Data Hazards - CS 61C Course Notes

1Learning Outcomes¶

Given instruction sequences and a processor architecture, identify potential control hazards.
Explain why a write-then-read register file reduces pipeline stalls due to potential data hazards.
Explain how forwarding (i.e., bypassing) reduces pipeline stalls due to potential data hazards.
Implement two forwarding paths, one from MEM to EX and one from WB to EX, in the five-stage pipelined processor.
Explain why data hazards involving load instructions in a given instruction sequence can incur an inevitable pipeline stall.

🎥 Lecture Video: Data Hazards

🎥 Lecture Video: Load Data Hazard

Data hazard: Instructions have data dependencies, and some instructions must wait for previous instructions to complete—otherwise outdated values would be used in computation.

Data hazards occur because instructions read from and write to the same registers and memory. From P&H 4.6:

Suppose you found a sock at the folding station for which no match existed. One possible strategy is to run down to your room and search through your clothes bureau to see if you can find the match. Obviously, while you ar edoing the search, loads that have completed drying are ready to fold and those that have finished are ready to dry.

In this section, we discuss how the five-stage pipelined processor can be modified to mitigate performance hits due to data hazards.

Consider the following waterfall diagram in Table 1. The add and sub instructions have a data hazard because the former writes to and the latter reads from register s0.

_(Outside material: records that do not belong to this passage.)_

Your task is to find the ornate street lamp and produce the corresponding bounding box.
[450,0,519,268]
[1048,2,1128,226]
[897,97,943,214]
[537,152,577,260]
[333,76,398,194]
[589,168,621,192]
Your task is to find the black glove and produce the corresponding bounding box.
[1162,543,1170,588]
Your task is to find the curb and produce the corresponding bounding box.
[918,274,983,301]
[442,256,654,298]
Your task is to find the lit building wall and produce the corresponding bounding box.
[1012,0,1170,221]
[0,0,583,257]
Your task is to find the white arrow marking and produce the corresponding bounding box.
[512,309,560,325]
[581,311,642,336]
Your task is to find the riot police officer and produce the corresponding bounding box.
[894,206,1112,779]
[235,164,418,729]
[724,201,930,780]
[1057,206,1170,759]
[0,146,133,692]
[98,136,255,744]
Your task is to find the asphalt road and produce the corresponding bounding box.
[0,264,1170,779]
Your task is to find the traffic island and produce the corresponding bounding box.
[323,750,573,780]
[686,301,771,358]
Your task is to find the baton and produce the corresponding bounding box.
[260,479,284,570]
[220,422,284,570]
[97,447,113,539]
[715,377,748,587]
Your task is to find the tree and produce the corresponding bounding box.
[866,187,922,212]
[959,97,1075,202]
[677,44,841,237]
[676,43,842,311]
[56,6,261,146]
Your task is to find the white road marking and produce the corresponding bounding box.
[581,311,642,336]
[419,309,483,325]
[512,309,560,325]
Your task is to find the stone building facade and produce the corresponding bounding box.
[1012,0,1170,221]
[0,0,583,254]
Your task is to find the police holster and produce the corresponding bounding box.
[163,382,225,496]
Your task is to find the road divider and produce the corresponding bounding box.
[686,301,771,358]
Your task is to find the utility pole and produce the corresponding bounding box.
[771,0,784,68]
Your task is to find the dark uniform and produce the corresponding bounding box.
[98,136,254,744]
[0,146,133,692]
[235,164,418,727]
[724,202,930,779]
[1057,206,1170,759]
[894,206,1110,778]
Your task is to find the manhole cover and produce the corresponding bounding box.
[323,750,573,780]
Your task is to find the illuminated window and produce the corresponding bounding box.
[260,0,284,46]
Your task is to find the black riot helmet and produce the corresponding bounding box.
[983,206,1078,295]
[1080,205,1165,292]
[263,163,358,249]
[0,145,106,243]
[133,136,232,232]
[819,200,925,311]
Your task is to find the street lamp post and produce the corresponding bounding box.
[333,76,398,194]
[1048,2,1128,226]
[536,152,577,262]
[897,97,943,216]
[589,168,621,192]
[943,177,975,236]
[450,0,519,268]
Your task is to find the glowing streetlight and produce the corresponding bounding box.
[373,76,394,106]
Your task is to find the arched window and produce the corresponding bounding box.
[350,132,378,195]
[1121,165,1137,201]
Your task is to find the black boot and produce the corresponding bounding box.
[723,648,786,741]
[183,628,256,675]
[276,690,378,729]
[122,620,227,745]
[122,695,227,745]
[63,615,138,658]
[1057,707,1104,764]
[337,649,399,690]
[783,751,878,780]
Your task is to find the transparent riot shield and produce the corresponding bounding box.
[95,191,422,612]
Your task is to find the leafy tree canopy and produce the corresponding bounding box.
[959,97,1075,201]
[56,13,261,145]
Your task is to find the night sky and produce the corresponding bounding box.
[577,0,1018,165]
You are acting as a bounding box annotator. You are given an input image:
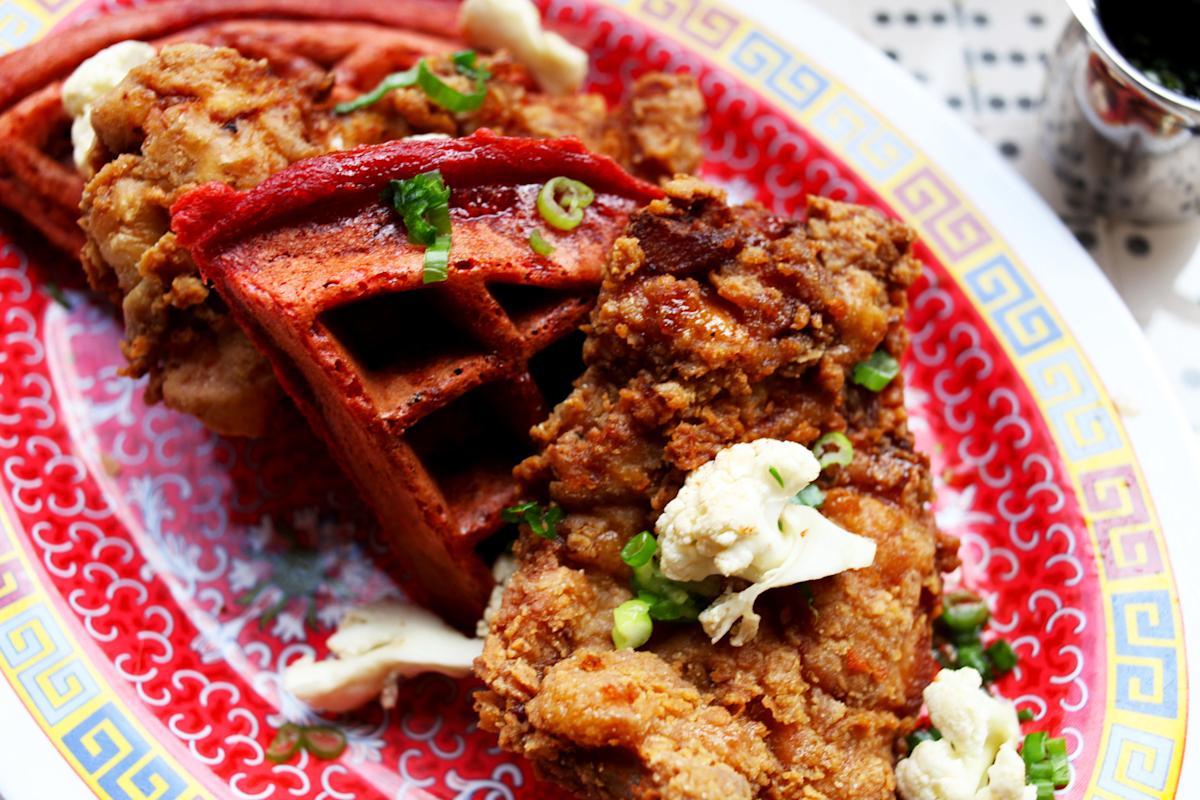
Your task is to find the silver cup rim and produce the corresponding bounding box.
[1067,0,1200,120]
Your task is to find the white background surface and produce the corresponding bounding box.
[810,0,1200,448]
[782,0,1200,800]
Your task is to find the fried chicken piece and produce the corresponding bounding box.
[80,44,703,435]
[475,179,955,800]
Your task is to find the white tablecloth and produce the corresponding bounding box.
[810,0,1200,437]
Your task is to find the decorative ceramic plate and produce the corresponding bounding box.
[0,0,1200,800]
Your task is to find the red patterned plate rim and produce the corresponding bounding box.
[0,0,1200,800]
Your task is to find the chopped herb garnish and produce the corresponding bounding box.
[500,500,563,539]
[812,431,854,469]
[538,175,596,230]
[334,50,492,114]
[934,591,1018,682]
[529,228,554,255]
[620,531,721,621]
[265,722,346,764]
[620,530,659,570]
[612,600,654,650]
[984,639,1016,678]
[265,722,304,764]
[852,350,900,392]
[942,600,990,633]
[304,724,346,760]
[905,728,942,756]
[792,483,824,509]
[384,169,450,283]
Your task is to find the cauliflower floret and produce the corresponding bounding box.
[896,667,1037,800]
[654,439,875,645]
[283,602,484,711]
[62,41,157,172]
[458,0,588,95]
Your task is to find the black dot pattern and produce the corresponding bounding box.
[1126,234,1150,255]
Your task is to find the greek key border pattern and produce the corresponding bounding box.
[0,504,211,800]
[617,0,1187,800]
[0,0,1187,800]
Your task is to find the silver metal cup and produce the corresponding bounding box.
[1040,0,1200,222]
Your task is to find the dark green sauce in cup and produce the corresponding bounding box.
[1097,0,1200,100]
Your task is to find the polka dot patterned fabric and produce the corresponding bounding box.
[810,0,1200,437]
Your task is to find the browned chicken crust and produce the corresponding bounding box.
[80,44,703,435]
[475,179,955,800]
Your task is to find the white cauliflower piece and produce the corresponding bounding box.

Table 1:Example 1. Data hazard.

Instruction	1	2	3	4	5	6	7
`add s0 t0 t1`	IF	ID	EX	MEM	WB
`sub t2 s0 t0`		IF	ID	EX	MEM	WB
`or t3 t4 t5`			IF	ID	EX	MEM	WB

The sub instruction must read the updated value of s0 after the add instruction completes. In cycle 5, the add instruction writes to register s0. However, in cycle 3, sub reads from register s0, which gets the stale value of s0, before add has updated it. Then sub performs the incorrect subtraction of this stale value before writing the incorrect result.

2Stalling¶

To resolve the data hazard in Table 1, we can stall the pipeline until resources are “ready,” i.e., add has written the correct value to register s0. Pipeline stalls, or bubbles, are effectively “no-ops” (nops) where affected pipelines do nothing.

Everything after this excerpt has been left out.